Preferably, the intention identifying module includes:
the context matching module is used for performing context matching on the natural sentences according to configured context matching rules to obtain context information of the natural sentences;
the tag identification module is used for performing word segmentation and entity identification on the natural sentence according to a configured user dictionary and by combining the context information to obtain an entity type corresponding to the word segmentation;
the semantic fragment matching module is used for performing word segmentation matching according to the configured semantic fragment matching rule to obtain a semantic fragment;
the database field association module is used for obtaining corresponding table and field information and table relations by using the tables and the fields of the database matched and configured by the semantic fragments;
and the SQL statement generating module is used for generating an executable SQL statement by using the data model according to the table and field information obtained by matching and the table relation.
Preferably, the performing word segmentation matching according to the configured semantic segment matching rule to obtain a semantic segment includes:
matching each obtained participle with a word in the semantic segment matching rule to obtain a semantic rule;
and matching according to the semantic rule to obtain the element information of the semantic fragments.
Preferably, the matching each obtained participle with a term in the semantic segment matching rule includes:
converting the word segmentation into a word segmentation vector, and calculating the similarity between the word segmentation vector and the vector of the word in the semantic segment matching rule; and if the similarity reaches a threshold value, replacing the participle with a word in the semantic segment matching rule.
Preferably, the data model building module comprises:
the table selection module is used for loading the data table and selecting the fact table and the dimension table;
the dimension selection module is used for selecting a dimension;
the index selection module is used for selecting indexes;
and the model establishing module is used for selecting a statistical method and establishing a data model according to the selected dimension and the index.

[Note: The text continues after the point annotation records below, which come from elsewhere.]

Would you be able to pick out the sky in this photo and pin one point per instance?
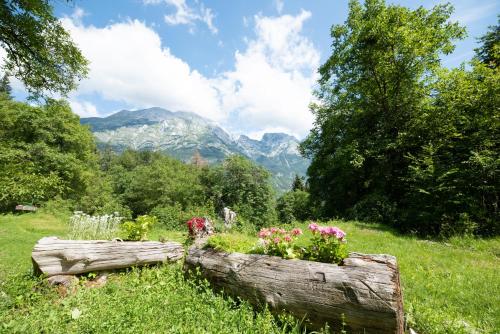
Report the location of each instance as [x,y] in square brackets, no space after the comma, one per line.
[250,66]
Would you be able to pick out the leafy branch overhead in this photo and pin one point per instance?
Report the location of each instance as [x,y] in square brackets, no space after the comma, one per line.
[39,52]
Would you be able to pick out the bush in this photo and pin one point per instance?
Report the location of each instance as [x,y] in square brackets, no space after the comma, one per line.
[375,209]
[86,227]
[293,205]
[243,186]
[138,229]
[173,217]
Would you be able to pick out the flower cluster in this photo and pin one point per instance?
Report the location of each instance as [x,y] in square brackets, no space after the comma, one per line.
[278,241]
[195,224]
[327,231]
[328,244]
[200,227]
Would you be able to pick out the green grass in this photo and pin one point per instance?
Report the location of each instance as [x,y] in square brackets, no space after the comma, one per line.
[448,287]
[150,300]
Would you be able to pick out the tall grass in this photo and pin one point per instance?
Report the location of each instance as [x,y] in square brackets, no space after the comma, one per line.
[86,227]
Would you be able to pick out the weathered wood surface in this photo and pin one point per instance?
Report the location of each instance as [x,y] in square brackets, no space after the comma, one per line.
[52,256]
[366,289]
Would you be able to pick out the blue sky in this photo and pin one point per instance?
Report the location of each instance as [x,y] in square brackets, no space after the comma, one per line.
[248,65]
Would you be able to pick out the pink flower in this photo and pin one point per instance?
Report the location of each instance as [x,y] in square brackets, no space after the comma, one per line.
[338,233]
[264,233]
[314,227]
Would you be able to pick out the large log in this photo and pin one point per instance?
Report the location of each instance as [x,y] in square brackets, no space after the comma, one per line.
[365,290]
[52,256]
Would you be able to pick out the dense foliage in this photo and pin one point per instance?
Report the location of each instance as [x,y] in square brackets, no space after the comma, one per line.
[242,186]
[397,138]
[44,153]
[39,52]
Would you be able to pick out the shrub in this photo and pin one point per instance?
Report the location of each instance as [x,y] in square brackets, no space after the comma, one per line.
[293,205]
[173,217]
[84,226]
[375,209]
[138,229]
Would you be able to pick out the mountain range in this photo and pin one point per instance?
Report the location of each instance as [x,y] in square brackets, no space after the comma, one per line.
[182,134]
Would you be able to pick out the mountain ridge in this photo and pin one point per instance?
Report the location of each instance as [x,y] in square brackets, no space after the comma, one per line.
[181,134]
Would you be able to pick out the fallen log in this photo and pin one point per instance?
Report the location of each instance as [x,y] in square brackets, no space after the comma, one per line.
[52,256]
[364,291]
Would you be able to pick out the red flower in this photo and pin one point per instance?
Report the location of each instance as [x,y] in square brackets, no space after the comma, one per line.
[195,223]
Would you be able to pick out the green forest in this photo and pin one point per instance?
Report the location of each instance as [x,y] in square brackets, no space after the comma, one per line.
[398,139]
[404,157]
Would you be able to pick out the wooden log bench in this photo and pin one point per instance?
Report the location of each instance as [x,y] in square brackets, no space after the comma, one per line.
[52,256]
[364,291]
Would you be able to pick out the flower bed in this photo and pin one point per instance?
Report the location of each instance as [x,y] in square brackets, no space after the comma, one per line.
[328,244]
[288,272]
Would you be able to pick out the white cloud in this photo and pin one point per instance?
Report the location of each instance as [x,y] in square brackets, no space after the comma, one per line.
[269,88]
[257,135]
[279,5]
[129,64]
[83,109]
[184,14]
[271,85]
[469,14]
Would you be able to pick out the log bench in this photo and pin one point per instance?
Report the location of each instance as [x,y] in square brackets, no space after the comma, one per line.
[52,256]
[365,290]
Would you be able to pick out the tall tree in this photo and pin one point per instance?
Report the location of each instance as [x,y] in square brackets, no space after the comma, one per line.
[44,152]
[243,186]
[489,51]
[377,80]
[5,86]
[40,53]
[298,183]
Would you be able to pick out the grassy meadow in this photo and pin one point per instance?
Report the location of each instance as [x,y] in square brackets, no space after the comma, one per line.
[448,287]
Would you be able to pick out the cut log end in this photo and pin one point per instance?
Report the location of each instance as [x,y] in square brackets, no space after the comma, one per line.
[52,256]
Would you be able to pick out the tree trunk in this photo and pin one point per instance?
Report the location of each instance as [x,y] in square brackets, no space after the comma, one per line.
[52,256]
[365,290]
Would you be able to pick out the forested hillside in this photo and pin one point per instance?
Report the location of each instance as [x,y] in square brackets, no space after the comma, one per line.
[399,138]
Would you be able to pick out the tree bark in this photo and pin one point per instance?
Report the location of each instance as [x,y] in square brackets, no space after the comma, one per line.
[52,256]
[364,291]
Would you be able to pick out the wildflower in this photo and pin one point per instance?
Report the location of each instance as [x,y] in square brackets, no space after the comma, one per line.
[264,233]
[314,227]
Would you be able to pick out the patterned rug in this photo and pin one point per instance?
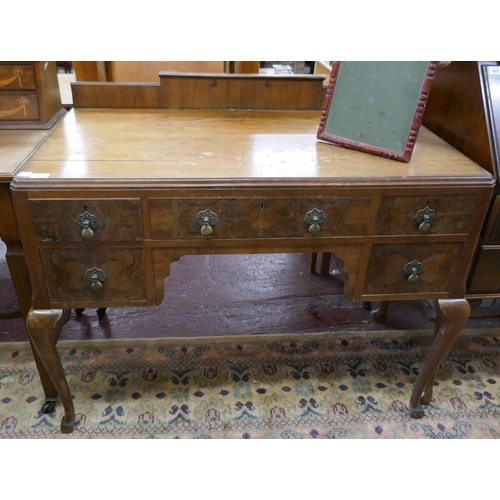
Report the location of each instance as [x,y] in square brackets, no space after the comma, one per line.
[279,386]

Preferably, the system further comprises a data access layer, a data storage layer and an application layer;
the data access layer is used for receiving data input by a user and configured matching rules;
the data storage layer is used for data storage;
the application layer is used for displaying and inquiring the result of the conversion of the natural statement into the SQL statement.
The invention has the beneficial effects that: the multi-data-source NL2SQL system based on the semantic rules and the multi-dimensional model provided by the invention does not depend on the labeled linguistic data and the model, and can realize the NL2SQL based on the intention through simple configuration of the interface; the data model building module supports multi-choice nesting and can be flexibly configured; the requirement on the data set is reduced through the intention identification module, and the success rate of SQL generation is improved. Therefore, the system provided by the invention can quickly construct a service scene according to different projects and support the expansion of multiple data sources such as NoSQL, relational databases and the like.
Drawings
FIG. 1 is a schematic diagram of a service layer structure of the system of the present invention;
FIG. 2 is a screenshot of a table field configuration format according to the present invention;
FIG. 3 is a schematic diagram of a data model according to the present invention;
FIG. 4 is a schematic diagram of a data model construction process according to the present invention;
FIG. 5 is a flow chart illustrating a business layer implementation process according to the present invention;
FIG. 6 is a schematic diagram of the intent translation module of the present invention;
fig. 7 is a schematic structural diagram of the system of the present invention.
Detailed Description
In order to better understand the technical solution, the technical solution will be described in detail with reference to the drawings and the specific embodiments.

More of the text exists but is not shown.